ATLANTA (AP) — Georgia’s secretary of state is asking a federal judge to suspend her order governing election officials’ handling of absentee ballots and applications that have mismatched signatures while he appeals it.
U.S. District Judge Leigh May on Thursday issued a final order instructing the state to stop rejecting the ballots and applications because of a signature mismatch without first giving voters a chance to fix the problem.
She outlined a procedure to allow voters to resolve alleged signature discrepancies that she said must be used for the Nov. 6 midterm elections for all absentee ballots and applications that have a signature that doesn’t match the one on file.
Lawyers for Secretary of State Brian Kemp wrote that last-minute changes to the election procedures “threaten to disrupt the orderly administration of elections.”
They asked that the judge’s order be put on hold pending appeal.
Earlier in the day, a federal judge has tweaked her order governing Georgia’s handling of absentee ballots and applications that have mismatched signatures.
U.S. District Judge Leigh May on Wednesday ordered the state to stop rejecting the ballots and applications because of a signature mismatch without first giving voters a chance to fix the problem.

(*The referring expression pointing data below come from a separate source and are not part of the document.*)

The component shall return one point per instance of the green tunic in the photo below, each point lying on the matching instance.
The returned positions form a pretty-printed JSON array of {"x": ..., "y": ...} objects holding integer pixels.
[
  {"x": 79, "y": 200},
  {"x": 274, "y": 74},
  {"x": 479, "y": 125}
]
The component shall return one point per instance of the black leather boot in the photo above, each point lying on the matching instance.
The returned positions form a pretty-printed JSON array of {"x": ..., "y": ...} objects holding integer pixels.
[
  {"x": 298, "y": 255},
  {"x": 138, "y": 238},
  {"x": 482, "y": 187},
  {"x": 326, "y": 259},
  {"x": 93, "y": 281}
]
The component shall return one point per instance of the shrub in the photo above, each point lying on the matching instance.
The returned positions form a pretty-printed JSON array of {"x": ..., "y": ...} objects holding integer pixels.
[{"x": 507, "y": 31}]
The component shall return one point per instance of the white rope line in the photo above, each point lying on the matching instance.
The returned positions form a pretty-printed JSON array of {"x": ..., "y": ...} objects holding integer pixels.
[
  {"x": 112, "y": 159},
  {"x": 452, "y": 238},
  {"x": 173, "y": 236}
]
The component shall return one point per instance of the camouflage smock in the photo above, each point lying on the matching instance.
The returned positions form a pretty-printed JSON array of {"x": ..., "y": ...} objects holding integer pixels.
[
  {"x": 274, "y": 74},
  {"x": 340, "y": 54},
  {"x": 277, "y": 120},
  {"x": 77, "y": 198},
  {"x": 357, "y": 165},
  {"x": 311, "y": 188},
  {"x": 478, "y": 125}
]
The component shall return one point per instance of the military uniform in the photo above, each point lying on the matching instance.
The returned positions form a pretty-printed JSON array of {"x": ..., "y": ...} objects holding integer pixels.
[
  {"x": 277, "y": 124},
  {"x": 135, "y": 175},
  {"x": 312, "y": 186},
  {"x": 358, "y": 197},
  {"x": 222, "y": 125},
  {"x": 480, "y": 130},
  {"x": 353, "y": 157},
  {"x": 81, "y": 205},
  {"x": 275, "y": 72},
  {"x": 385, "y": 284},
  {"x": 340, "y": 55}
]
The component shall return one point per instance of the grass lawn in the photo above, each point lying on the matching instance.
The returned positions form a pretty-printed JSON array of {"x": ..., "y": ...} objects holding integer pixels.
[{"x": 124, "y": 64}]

After hearing from groups that had sued and from elections officials, she made changes Thursday to her order affecting the November midterm elections. The order includes these changes:
— election officials must send rejections by first-class mail and electronic means;
— voters may have an attorney present identification;
— verification must be done before election returns are certified;
— results won’t have to be recertified for appeals not completed by the certification deadline unless the election outcome would change.